Figure 5.

Nfix Regulates Myostatin Expression in Differentiating Myoblasts through a Direct Binding to its Promoter

(A) Real-time qPCR showing Myostatin upregulation in differentiating SC-derived myoblasts. The SCs were isolated by FACS and plated in differentiation medium for a time course analysis from 1 to 3 days (DM1, DM2, and DM3) (n = 4 DM1 WT, n = 2 DM1 Nfix-null, n = 5 DM2 WT, n = 3 DM2 Nfix-null, n = 4 DM3 WT, and n = 4 DM3 Nfix-null). The data are presented as mean ± SD (not significant, ns; ^∗p < 0.05; ^∗∗p < 0.01; and two-tailed unpaired t test).

(B) Western blot analysis of Nfix expression in C2C12 myoblasts transduced with a control vector (C2C12 scramble) or with a vector carrying a shRNA targeting Nfix (C2C12 shNfix). GAPDH was used to normalize.
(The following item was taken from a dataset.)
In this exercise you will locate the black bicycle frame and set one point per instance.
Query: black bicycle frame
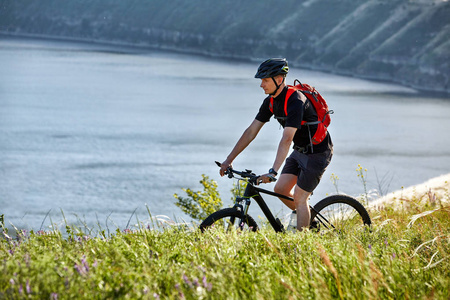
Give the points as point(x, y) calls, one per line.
point(252, 191)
(C) Real-time qPCR analysis of Myostatin expression in scramble and shNfix C2C12 in a time course from 3 to 7 days in differentiation medium. The values are plotted as relative expression and normalized to GAPDH (n = 3 independent samples for each time point). The data are presented as mean ± SD (not significant, ns; ^∗p < 0.05; ^∗∗p < 0.01; and two-tailed unpaired t test).

(D) ChIP on differentiated C2C12 transduced with a vector expressing a HA-tagged Nfix2 isoform to test binding to putative Nfix binding sites on Myostatin promoter located at −87/−212 bp and −274/−548 bp from transcription start site. Binding on Nfatc4 promoter and on an intergenic region were used as positive and negative controls, respectively. The data are means of two independent experiments and expressed as fold enrichment (mean ± SD) relative to the IgG signal (n = 3 independent ChIP).

(E) Real-time qPCR for Myostatin in WT and Nfix-null SC-derived myoblasts transduced with a control vector (scramble) or with a vector overexpressing the Nfix2 isoform (Nfix2-HA). The values are plotted as relative expression and normalized to GAPDH (n = 3 samples for each group). The data are presented as mean ± SD (^∗p < 0.05; ^∗∗p < 0.01; and two-tailed unpaired t test).